Nabokov on Joyce, Kafka
Ya Sam
takoitov at hotmail.com
Fri Oct 27 09:17:51 CDT 2006
and on "mediocrities". I haven't read this interview before, and I should
say professor Nabokov can be harsh. I disagree on Mann and Faulkner (haven't
read Pasternak).
"What is your approach to the teaching of literature?
I can give you some examples. When studying Kafka's famous
story, my students had to know exactly what kind of insect
Gregor turned into (it was a domed beetle, not the flat
cockroach of sloppy translators) and they had to be able to
describe exactly the arrangement of the rooms, with the
position of doors and furniture, in the Sarnsa family's flat.

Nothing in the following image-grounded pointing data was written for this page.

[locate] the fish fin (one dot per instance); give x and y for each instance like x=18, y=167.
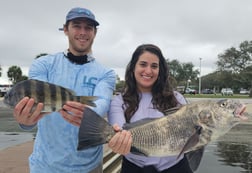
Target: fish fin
x=88, y=100
x=136, y=151
x=192, y=141
x=94, y=130
x=128, y=126
x=194, y=158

They had to know the map of Dublin for Ulysses. I
believe in stressing the specific detail; the general ideas can
take care of themselves. Ulysses, of course, is a divine
work of art and will live on despite the academic nonentities
who turn it into a collection of symbols or Greek myths. I once
gave a student a C-minus, or perhaps a D-plus, just for
applying to its chapters the titles borrowed from Homer while
not even noticing the comings and goings of the man in the
brown mackintosh. He didn't even know who the man in the brown
mackintosh was. Oh, yes, let people compare me to Joyce by all
means, but my English is patball to Joyce's champion game." ...
"Ever since the days when such formidable
mediocrities as Galsworthy, Dreiser, a person called Tagore,
another called Maxim Gorky, a third called Romain Rolland, used
to be accepted as geniuses, I have been perplexed and amused by
fabricated notions about so-called "great books". That, for
instance, Mann's asinine Death in Venice or Pasternak's
melodramatic and vilely written Zhivago or Faulkner's
corncobby chronicles can be considered "masterpieces," or at
least what journalists call "great books," is to me an absurd
delusion, as when a hypnotized person makes love to a chair.
My greatest masterpieces of twentieth century prose are,
in this order: Joyce's Ulysses, Kafka's
Transformation, Biely's Petersburg, and the first
half of Proust's fairy tale In Search of Lost Time."